The UCF community will remember Kailyn Jones at today’s Eternal Knights Memorial Service in the Student Union.
By Jenna Marina
Before her death, Kailyn Jones was on the path to becoming a second-generation UCF alumna. She wanted to help people, especially children, as a physical therapist someday.
Although her own dream will tragically remain unrealized, two other students will have help achieving theirs thanks to a scholarship established in Jones’ name.
“Kailyn was such a good person. She loved to do good. I think she would be absolutely honored to do this for someone else,” said Ricardo San Jose, Kailyn’s uncle, a UCF alumnus and a current student in UCF’s family nurse practitioner program. “She saved a couple lives with her organ donation. Her heart is still beating in another right now.”
Jones was killed in a car accident on Jun. 12, 2016 — the same date as the Pulse nightclub shooting. She was on her way home from babysitting family members at her grandparents’ house when another car drove into on-coming traffic.
According to the Orlando Sentinel, the driver hit a concrete barrier near a traffic circle at Maitland Summit Boulevard and Pembrook Drive, flipped and landed on top of Jones’ Honda Civic, records show.
San Jose, who works as an emergency room nurse, awoke early the next morning to find at least a dozen missed calls from his sister Lillian San Jose, Kailyn’s stepmother.
San Jose’s partner, Chris Blackwell [Ph.D. in public affairs, ’05], who is an associate professor at UCF, had known Kailyn for seven years and was as heartbroken as the rest of her family.
“I’ve worked in the ER, trauma, I’ve seen everything. But when it happens to you, there’s nothing that can prepare you for that,” he said. “It’s this instant sense of loss.”
At her funeral everyone wore purple for lupus awareness, a condition she was diagnosed with. Person after person spoke about Jones’ impact on their life and what a light she was to them. Blackwell felt compelled to do something.
When it was mentioned in her eulogy that she was going to join fellow family members as an alumna of UCF, Blackwell said the idea to do a scholarship clicked for him. He made a $1,000 donation and his family’s foundation, the Gary L. Blackwell Family Foundation, also made a $1,000 donation. These funds were used to support two student scholarships during the spring semester.
“I thought it would be a nice honor for her family to create a scholarship.

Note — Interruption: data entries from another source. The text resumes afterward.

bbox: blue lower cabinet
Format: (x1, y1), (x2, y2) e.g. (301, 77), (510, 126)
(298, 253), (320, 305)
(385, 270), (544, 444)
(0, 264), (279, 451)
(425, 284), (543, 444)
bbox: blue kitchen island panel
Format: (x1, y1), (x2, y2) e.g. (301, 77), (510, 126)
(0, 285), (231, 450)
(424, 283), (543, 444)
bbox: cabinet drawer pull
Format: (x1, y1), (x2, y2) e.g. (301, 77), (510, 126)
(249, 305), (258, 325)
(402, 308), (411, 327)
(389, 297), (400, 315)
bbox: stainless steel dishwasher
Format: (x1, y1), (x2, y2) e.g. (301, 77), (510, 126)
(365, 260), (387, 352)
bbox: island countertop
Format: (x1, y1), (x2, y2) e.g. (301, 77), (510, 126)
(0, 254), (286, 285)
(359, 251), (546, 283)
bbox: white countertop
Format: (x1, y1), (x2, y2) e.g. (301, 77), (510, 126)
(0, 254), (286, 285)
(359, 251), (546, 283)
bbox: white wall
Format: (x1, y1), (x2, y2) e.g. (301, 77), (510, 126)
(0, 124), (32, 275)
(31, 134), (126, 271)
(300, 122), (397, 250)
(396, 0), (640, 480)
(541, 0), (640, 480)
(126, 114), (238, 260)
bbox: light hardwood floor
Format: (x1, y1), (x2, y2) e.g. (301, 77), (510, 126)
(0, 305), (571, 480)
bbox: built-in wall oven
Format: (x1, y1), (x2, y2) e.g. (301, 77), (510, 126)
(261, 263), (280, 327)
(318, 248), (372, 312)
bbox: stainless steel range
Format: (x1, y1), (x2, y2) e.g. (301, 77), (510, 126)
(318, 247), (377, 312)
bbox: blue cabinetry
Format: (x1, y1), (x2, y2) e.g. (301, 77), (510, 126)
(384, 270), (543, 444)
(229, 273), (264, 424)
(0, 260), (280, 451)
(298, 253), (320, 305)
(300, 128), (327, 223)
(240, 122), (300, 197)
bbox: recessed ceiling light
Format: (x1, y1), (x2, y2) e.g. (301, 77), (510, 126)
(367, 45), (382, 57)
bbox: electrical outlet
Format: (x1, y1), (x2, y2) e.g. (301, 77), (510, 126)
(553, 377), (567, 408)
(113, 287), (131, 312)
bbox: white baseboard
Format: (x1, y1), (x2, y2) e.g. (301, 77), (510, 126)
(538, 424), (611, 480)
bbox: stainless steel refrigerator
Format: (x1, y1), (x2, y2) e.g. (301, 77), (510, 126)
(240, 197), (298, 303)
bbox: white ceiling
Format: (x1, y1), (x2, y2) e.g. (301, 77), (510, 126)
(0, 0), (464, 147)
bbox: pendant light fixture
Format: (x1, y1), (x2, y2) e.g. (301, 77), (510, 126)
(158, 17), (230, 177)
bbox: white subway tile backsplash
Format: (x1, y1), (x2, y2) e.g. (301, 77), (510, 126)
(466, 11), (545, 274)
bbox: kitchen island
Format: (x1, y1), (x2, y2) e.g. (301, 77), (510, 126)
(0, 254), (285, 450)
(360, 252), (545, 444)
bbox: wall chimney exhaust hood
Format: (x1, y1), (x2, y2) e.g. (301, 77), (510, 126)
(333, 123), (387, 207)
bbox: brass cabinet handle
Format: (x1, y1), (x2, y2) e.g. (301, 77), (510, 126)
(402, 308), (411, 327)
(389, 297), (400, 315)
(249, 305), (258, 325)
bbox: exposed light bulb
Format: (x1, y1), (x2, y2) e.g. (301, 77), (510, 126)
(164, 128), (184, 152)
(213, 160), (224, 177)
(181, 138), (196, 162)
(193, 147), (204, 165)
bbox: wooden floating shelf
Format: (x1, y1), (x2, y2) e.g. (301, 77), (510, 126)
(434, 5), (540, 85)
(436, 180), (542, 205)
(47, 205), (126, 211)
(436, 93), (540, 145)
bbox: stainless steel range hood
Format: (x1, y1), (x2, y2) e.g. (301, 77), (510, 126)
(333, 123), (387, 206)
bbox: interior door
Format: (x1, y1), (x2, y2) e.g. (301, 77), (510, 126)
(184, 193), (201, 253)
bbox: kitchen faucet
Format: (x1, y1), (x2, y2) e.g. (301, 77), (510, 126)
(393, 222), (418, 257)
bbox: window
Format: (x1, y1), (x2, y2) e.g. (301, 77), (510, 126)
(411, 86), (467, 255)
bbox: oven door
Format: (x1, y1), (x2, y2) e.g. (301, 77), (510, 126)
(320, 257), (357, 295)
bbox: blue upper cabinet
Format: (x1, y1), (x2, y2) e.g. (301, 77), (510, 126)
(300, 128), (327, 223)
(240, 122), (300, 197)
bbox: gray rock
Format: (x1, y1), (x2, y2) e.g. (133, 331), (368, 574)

Not only because it’s their alma mater, but maybe it would give them some comfort to see that somebody is pursing the same steps that their daughter would have pursued, and will have a somewhat easier way to do that,” Blackwell said.
On April 4, Jessica Recio, a nursing student who was awarded one of the scholarships, met Jones’ parents at the College of Nursing’s annual scholarship luncheon where students are invited to meet their donors for the first time. Blackwell and San Jose felt it was appropriate for Jones’ parents to attend in their place.
Recio is a part-time graduate student in the middle of her second semester in UCF’s family nurse practitioner program. She has worked full time as a nurse at Orlando Regional Medical Center for the last year. She hopes to pursue a career in pediatrics after she graduates in 2019.
Recio said when she first applied for the scholarship, she wasn’t aware of the meaning behind it but has learned more about Jones over the last few months.
“It makes me sad but at the same time I’m really honored. I hope that I can make their family happy and proud,” Recio said. “I still have student loans from getting my nursing degree in the first place, so I am grateful to have help with this degree.”
Cami Osier, a physical therapy student and the other scholarship recipient, earned her bachelor’s degree in sports and exercise science as a Burnett Honors Student in 2015. She is currently pursuing a doctorate at UCF and hopes to one day become a pediatric physical therapist, just like Jones.
Jones will be one of the 18 students whose lives will be honored on April 11 at the Eternal Knights Memorial Service, an annual day of remembrance for the UCF community, family and friends for the lives of those lost in the past 12 months.
San Jose and Blackwell both said that Jones was a connector for their family and her friends, and they acknowledged she is still finding ways to do that, even after her death.
“She could walk into a room and just brighten everyone’s life. Full of humor, could make the grumpiest person laugh,” her uncle said. “It’s still difficult knowing that she’s gone. And it always will be I think. I think our family is dealing with it in healthy ways, and she would be proud of us.”